Are their any guidelines / estimates to resource r...
# general
p
Are their any guidelines / estimates to resource requirements for Pinot, particularly memory / local node storage needed? Eg. for 10 Tb table in deep storage need X Tb locally at nodes and Y memory for reasonable performance? Is it designed so that the entire table should be cached locally and MMAP'd or can parts go cold and be pulled on demand from deep storage with the extra latency?
x
usually we recommend r5.2xlarge(8 vcore, 64gb ram) + 2TB SSD EBS, you can also use r5.4xlarge + 4TB
current pinot requires all data to be on local disk for mmap
p
Deep storage is really just DR then?
x
deep storage right now is not on query serving path
👍 1
there is an effort to make the lazy loading for data: https://github.com/apache/incubator-pinot/pull/6250
it’s still ongoing
p
Okay great, that's what I was looking for. Just experimenting now but will assume need local SSD storage equivalent to data set size for now
Thank you
x
right, pinot data segment size typically is smaller than avro (50%-60%) just fyi
almost same as parquet
p
Great, have snappy compressed parquet currently so easy to compare then
g
usually we recommend r5.2xlarge(8 vcore, 64gb ram) + 2TB SSD EBS, you can also use r5.4xlarge + 4TB
Interesting. When you say you are using such server types, is it only for offline / realtime servers ? Or are you running all pinot components on those server types (as you are running docker containers) ?

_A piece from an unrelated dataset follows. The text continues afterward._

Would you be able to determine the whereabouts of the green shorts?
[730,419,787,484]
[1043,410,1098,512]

I will definitely do some testing and sizing with live data, but it would be nice to have some guidelines in the documentation. Something like : • default minimal requirements for pinot server : x vCPU, y GB RAM • additional cpu / RAM per thousand of queries on the broker • additional cpu / RAM per segments on offline server • etc…
it may vary widely between use cases, but at least, it gives some rough estimation on where you should start
x
it’s for pinot-server. For broker and controllers, we use m5.xlarge/m5.2xlarge depends on the use case
g
ok
just for my understanding, you said you are running Docker in production, but you are using r5.2xlarge for pinot servers.
x
k8s
g
ok
so that’s a kubernetes node and you dedicate it to run pinot servers on it ?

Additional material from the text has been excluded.